AWS CloudTrail records all API calls made in an AWS account for logging and auditing use cases including security analysis, change tracking, compliance aid and operational troubleshooting, as explained in more detail in our previous coverage. Amazon CloudWatch monitors AWS resources by recording metrics and offering alarms to provide "system-wide visibility into resource utilization, application performance, and operational health". It also provides log monitoring and storage for application, operating system and custom logs.
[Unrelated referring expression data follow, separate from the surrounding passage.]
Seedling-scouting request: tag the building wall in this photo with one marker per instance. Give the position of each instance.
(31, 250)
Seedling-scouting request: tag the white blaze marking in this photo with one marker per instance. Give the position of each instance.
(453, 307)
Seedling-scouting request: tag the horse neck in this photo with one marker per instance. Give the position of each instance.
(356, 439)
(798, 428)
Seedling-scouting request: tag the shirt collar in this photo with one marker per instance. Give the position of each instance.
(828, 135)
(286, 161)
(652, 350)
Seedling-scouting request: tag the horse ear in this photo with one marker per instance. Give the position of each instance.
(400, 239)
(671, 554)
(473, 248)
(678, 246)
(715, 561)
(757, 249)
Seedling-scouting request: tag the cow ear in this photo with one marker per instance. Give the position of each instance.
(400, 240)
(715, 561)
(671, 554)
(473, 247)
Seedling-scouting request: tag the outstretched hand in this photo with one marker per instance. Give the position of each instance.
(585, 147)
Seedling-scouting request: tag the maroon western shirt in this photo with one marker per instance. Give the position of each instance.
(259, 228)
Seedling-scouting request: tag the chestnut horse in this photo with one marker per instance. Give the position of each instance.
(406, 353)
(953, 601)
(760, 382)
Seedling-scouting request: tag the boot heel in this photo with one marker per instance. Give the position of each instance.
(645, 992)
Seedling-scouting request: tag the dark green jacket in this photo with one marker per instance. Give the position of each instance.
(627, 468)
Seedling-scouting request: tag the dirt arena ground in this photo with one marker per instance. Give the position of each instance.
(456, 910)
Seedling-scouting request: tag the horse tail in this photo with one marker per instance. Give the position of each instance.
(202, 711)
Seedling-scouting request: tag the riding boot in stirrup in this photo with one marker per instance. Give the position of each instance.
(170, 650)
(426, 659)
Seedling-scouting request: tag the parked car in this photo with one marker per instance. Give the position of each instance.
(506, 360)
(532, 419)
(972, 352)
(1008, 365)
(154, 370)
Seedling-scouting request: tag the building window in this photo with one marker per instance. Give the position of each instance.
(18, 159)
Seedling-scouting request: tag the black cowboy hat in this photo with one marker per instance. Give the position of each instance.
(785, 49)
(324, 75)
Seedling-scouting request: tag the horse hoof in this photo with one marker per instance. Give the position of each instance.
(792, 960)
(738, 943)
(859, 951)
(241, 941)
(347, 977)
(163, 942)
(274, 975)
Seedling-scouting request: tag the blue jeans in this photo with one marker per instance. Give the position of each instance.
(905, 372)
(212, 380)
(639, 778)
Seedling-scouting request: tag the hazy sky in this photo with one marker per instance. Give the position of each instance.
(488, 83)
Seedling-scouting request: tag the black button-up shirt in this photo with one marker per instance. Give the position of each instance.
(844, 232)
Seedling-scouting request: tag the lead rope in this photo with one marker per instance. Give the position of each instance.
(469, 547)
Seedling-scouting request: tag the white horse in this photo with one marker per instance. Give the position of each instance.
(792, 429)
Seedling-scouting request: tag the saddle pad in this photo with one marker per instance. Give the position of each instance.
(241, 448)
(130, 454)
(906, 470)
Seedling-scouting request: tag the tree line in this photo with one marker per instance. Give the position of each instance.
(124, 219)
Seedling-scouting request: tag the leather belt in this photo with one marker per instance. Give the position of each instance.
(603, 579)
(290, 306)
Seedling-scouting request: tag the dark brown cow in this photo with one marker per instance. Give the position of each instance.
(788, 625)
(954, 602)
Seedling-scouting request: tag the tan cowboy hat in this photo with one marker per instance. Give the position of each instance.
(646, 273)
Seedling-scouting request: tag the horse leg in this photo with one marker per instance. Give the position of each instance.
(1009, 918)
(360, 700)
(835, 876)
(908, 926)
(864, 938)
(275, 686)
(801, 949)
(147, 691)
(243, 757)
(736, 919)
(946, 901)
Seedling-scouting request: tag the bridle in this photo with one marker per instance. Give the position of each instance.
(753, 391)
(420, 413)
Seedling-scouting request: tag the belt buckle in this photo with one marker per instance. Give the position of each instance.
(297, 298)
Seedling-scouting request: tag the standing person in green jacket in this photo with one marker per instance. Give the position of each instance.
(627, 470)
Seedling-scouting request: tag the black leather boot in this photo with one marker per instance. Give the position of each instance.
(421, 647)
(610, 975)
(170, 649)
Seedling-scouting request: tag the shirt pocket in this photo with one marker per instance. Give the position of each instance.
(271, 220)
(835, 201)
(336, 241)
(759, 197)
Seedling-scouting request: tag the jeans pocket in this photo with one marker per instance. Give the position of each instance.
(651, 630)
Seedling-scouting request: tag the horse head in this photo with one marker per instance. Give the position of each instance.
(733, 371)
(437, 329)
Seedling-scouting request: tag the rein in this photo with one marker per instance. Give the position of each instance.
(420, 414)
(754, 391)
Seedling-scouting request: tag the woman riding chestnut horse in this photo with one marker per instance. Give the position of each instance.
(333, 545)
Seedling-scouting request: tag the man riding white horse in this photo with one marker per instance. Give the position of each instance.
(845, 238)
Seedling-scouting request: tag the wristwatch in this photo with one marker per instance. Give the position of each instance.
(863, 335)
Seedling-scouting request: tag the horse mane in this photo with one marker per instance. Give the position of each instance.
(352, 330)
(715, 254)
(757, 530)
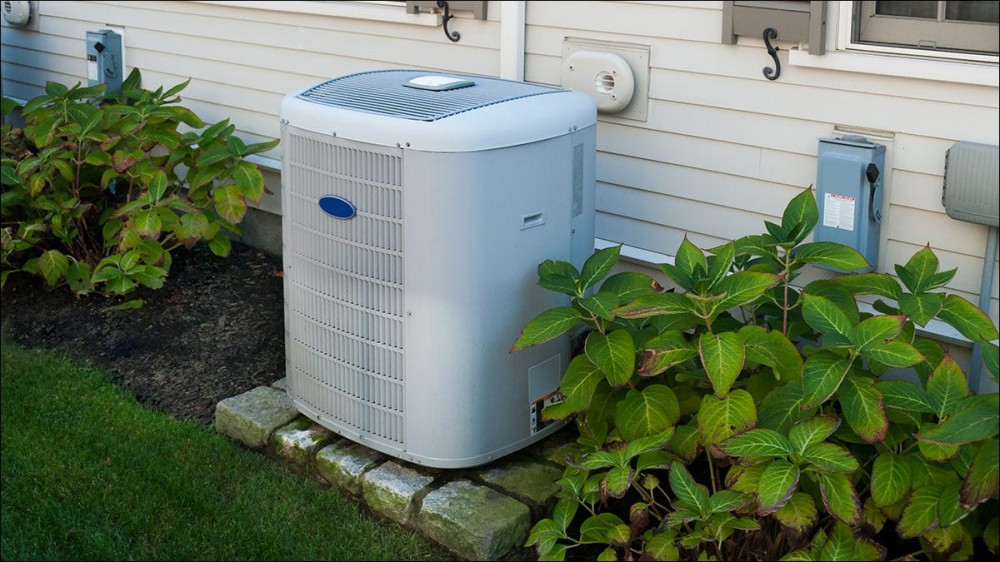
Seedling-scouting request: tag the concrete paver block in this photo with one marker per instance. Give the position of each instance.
(391, 490)
(252, 416)
(474, 521)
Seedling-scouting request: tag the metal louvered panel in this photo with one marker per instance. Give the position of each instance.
(345, 285)
(383, 93)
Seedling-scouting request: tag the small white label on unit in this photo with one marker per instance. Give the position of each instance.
(838, 211)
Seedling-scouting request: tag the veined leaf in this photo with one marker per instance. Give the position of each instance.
(976, 418)
(921, 513)
(894, 354)
(687, 490)
(830, 457)
(720, 419)
(723, 358)
(757, 443)
(647, 412)
(983, 479)
(839, 497)
(744, 287)
(877, 329)
(922, 307)
(826, 317)
(811, 431)
(890, 479)
(947, 387)
(967, 319)
(821, 377)
(831, 254)
(614, 354)
(870, 284)
(777, 484)
(905, 395)
(863, 408)
(598, 266)
(799, 514)
(546, 326)
(774, 349)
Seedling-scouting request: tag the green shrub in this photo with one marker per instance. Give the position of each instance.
(738, 417)
(97, 190)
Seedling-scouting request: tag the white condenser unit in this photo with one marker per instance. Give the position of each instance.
(416, 208)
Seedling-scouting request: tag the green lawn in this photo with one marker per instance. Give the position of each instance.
(89, 474)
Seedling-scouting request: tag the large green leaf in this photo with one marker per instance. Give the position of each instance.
(53, 264)
(811, 431)
(782, 407)
(598, 266)
(830, 457)
(777, 484)
(983, 479)
(947, 387)
(863, 408)
(613, 353)
(821, 377)
(839, 497)
(744, 287)
(977, 417)
(723, 358)
(774, 349)
(894, 354)
(921, 513)
(824, 316)
(720, 419)
(890, 479)
(799, 514)
(870, 284)
(546, 326)
(646, 412)
(687, 490)
(757, 443)
(905, 395)
(922, 307)
(831, 254)
(578, 384)
(967, 319)
(876, 330)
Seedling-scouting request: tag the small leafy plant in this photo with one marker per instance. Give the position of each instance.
(98, 189)
(740, 417)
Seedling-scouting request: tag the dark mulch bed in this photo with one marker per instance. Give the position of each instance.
(215, 330)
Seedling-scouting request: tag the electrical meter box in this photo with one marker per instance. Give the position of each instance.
(104, 60)
(849, 194)
(971, 186)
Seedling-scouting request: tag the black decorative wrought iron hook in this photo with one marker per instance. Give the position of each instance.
(770, 73)
(454, 36)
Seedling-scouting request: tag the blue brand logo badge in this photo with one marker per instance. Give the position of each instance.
(337, 207)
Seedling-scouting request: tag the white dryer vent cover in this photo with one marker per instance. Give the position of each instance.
(386, 93)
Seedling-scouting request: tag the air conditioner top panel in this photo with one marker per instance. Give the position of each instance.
(437, 112)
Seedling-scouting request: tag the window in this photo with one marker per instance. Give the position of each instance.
(965, 27)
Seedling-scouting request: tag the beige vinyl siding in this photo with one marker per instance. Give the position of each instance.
(723, 149)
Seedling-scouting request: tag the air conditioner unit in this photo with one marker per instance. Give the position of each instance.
(416, 208)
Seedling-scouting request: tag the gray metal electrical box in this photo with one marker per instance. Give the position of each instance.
(971, 187)
(849, 194)
(104, 60)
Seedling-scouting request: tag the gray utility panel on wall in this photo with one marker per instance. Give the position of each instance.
(416, 209)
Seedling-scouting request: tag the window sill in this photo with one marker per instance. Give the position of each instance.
(961, 72)
(356, 10)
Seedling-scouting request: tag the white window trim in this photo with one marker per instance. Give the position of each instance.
(843, 54)
(393, 12)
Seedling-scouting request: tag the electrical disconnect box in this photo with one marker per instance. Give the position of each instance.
(971, 184)
(104, 60)
(849, 194)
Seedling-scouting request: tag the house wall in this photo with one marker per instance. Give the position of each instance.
(721, 150)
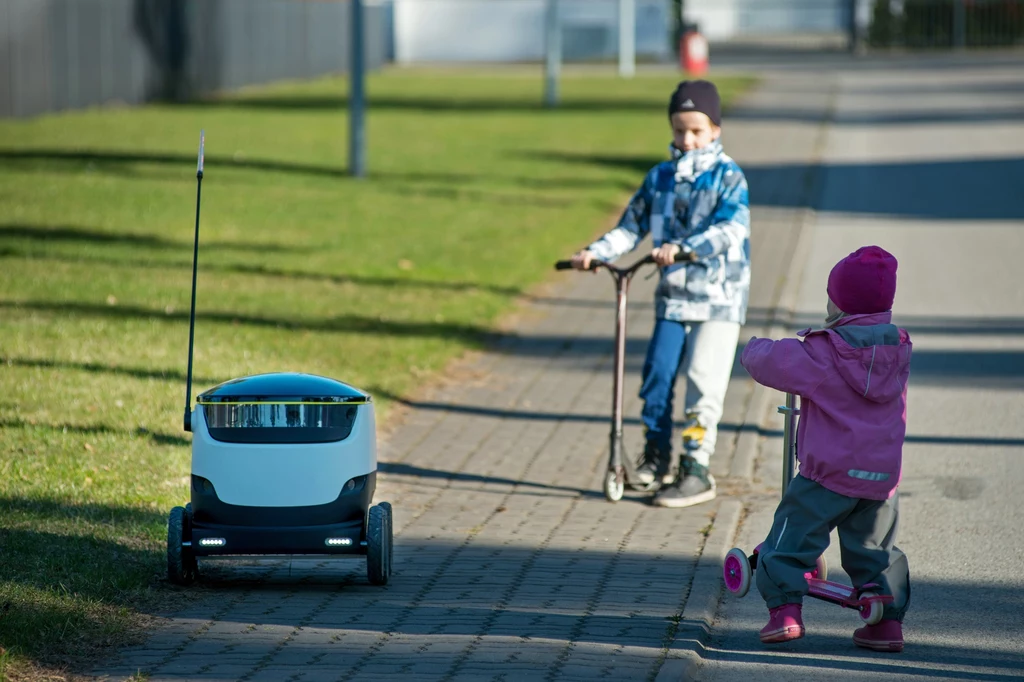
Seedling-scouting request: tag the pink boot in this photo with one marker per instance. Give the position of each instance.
(785, 624)
(886, 636)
CloudTrail Integration with CloudWatch Logs

As outlined in our previous coverage, CloudWatch Logs focuses on alerting rather than a search interface by "monitoring specific phrases, values or patterns", which also applies to the CloudTrail integration. Amazon Web Service's Chief Evangelist Jeff Barr illustrates a common use case by using a metric filter to continuously match CloudTrail log events with patterns originating from failed sign-in attempts so that "each occurrence of 'AccessDenied' or 'UnauthorizedOperation' will increase the value (count) of the metric by 1":

Amazon CloudWatch Logs Metric Filter

As usual with CloudWatch, users can then create a custom alarm for this metric to perform "one or more actions based on the value of the metric relative to a given threshold over a number of time periods". Actions can be Amazon SNS notifications, Auto Scaling actions or EC2 actions that stop, terminate or (as of recently) recover an instance. SNS notifications trigger messages to SNS topic subscribers in turn, like sending an email when there is an alert for one or more authorization failures per minute in the example at hand.
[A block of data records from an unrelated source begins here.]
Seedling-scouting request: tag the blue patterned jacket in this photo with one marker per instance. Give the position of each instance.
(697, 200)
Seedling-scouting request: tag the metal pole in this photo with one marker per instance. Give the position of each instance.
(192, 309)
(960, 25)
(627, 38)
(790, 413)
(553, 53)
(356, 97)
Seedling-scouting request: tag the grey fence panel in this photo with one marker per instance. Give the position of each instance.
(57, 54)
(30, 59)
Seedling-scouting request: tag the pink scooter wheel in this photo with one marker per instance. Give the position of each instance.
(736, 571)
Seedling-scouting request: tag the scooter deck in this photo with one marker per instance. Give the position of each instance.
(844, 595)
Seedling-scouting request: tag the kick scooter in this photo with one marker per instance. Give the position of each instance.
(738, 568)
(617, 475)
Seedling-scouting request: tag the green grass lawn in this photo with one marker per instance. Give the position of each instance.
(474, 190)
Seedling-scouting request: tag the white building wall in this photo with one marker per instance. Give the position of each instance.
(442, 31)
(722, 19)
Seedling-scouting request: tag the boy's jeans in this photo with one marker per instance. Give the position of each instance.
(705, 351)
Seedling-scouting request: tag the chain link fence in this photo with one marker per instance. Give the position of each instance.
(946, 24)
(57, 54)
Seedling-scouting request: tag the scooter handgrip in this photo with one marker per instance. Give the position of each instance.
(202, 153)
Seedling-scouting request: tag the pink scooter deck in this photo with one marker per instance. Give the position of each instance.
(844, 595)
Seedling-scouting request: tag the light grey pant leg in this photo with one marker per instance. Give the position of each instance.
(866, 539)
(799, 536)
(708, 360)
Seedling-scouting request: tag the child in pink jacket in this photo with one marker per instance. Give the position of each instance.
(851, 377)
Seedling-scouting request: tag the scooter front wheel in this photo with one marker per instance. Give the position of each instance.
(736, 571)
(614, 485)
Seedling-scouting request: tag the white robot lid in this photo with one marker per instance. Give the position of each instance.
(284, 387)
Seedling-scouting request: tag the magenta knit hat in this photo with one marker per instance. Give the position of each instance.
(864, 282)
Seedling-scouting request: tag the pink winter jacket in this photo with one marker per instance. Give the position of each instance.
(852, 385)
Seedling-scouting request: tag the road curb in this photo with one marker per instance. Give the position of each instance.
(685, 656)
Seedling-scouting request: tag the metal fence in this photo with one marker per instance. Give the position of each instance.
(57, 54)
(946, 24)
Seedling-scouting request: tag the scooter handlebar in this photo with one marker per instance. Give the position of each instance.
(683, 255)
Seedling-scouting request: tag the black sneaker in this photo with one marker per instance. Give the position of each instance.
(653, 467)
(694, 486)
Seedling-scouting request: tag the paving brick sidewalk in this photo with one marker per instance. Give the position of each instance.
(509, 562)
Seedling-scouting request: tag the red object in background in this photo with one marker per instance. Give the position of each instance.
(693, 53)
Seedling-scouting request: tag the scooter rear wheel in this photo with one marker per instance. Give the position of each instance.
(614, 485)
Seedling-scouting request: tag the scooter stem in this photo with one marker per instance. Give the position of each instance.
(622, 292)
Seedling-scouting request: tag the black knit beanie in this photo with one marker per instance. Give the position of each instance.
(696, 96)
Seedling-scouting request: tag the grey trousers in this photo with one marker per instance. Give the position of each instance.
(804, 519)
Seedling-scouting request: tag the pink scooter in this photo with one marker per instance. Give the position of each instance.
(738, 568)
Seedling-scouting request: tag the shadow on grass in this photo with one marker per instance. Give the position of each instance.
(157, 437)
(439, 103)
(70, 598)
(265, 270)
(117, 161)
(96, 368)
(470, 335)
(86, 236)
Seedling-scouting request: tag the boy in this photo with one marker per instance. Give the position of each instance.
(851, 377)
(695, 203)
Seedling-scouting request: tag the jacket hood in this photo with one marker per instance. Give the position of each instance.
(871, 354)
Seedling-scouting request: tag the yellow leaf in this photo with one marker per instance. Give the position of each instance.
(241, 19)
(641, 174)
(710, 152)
CloudWatch Logs JSON support

The initial term based metric filter and value extraction from space-delimited log events already enables important use cases like extracting transferred bytes from an Apache HTTP log. However, CloudTrail logs are delivered in JSON format, just like an increasing number of other AWS and third party log events. Consequently, CloudWatch Logs now also offers JSON based metric filters.
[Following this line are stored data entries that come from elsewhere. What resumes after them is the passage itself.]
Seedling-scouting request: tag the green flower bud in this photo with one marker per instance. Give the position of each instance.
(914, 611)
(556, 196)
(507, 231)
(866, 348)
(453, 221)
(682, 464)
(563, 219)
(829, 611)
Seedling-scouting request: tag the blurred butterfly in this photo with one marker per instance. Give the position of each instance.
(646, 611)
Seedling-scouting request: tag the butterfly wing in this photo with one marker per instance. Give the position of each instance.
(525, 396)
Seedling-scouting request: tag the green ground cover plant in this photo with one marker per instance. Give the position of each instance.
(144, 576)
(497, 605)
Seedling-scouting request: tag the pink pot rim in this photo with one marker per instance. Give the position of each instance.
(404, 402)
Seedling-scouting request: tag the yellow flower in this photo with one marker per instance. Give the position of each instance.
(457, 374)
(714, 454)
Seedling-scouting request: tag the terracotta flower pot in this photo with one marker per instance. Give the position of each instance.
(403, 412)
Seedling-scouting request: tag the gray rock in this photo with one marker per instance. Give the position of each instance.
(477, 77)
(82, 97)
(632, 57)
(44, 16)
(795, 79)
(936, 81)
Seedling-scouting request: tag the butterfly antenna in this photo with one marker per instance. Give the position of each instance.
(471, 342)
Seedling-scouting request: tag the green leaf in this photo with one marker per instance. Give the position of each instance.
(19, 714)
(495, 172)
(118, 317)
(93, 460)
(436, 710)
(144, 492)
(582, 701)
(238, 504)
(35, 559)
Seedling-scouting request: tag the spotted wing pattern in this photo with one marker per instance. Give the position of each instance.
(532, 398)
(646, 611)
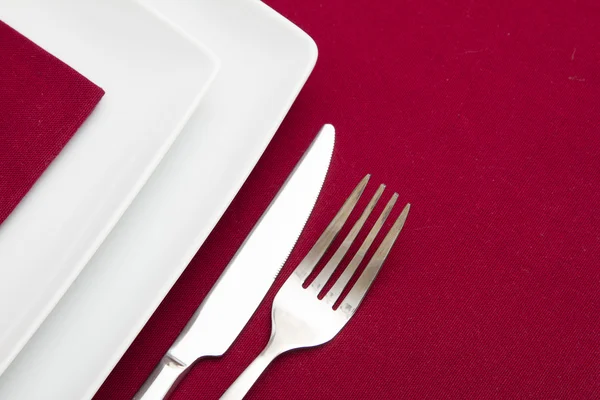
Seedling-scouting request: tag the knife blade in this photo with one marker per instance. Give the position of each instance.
(245, 281)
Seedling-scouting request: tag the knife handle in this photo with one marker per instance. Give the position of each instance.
(163, 380)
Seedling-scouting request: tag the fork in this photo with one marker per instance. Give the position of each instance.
(298, 317)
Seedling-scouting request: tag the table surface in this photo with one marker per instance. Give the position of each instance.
(485, 116)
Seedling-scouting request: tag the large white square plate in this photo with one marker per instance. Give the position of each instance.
(153, 78)
(265, 62)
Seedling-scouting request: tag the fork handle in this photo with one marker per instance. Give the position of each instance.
(244, 382)
(163, 380)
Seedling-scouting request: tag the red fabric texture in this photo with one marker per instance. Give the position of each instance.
(485, 116)
(43, 102)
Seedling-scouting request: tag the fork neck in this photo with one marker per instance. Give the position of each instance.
(244, 382)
The JSON metric filter pattern syntax is straight forward and supports string comparisons based on '=, !=', including support for the asterisk '*' wildcard character to match any text before or after a search term, precise numeric comparisons based on '<, >, >=, <=, =, !=', and also compound conditions using OR '||' and AND '&&' – here are a few examples:

  • '{ $.eventType = "UpdateTrail" }' – Filter on the event type being UpdateTrail
  • '{ $.sourceIpAdress != 10.42.* }' – Filter on the IP address being outside the subnet 10.42 prefix
  • '{ $.objectList[1].id = 2 }' – Filter on the second entry in objectList having a property called id with a value of 2
  • '{ $.latency > 42 }' – Filter on the latency being higher than 42
  • '{ ($.user.id = 2 && $.users[0].email = "nonmatch") || $.actions[2] = "GET" }' – Filter conditionally

Counting the number of matching log events covers many use cases, but the most enabling feature is probably the extraction of metric values from JSON logs. For example, a simple metric filter like "{ $.latency = * }" will match all log events with respective latency values, which can then be published to CloudWatch by referring to the JSON selector "$.latency" – the following JSON log event would yield a metric value of 42 in CloudWatch:

{
"latency": 42,
"requestType": "GET"
}

 

The CloudTrail user guide explains how to integrate with CloudWatch Logs monitoring using the AWS Management Console or the AWS CLI and provides examples how to create CloudWatch alarms for console sign-in failuresnetwork access control list changes or security group configuration changes. Support is available via the Amazon CloudWatch and AWS CloudTrail forums. The integration itself is free of charge, CloudWatch Logs, CloudWatch alarms and Amazon SNS notifications incur the standard usage based cost for these services.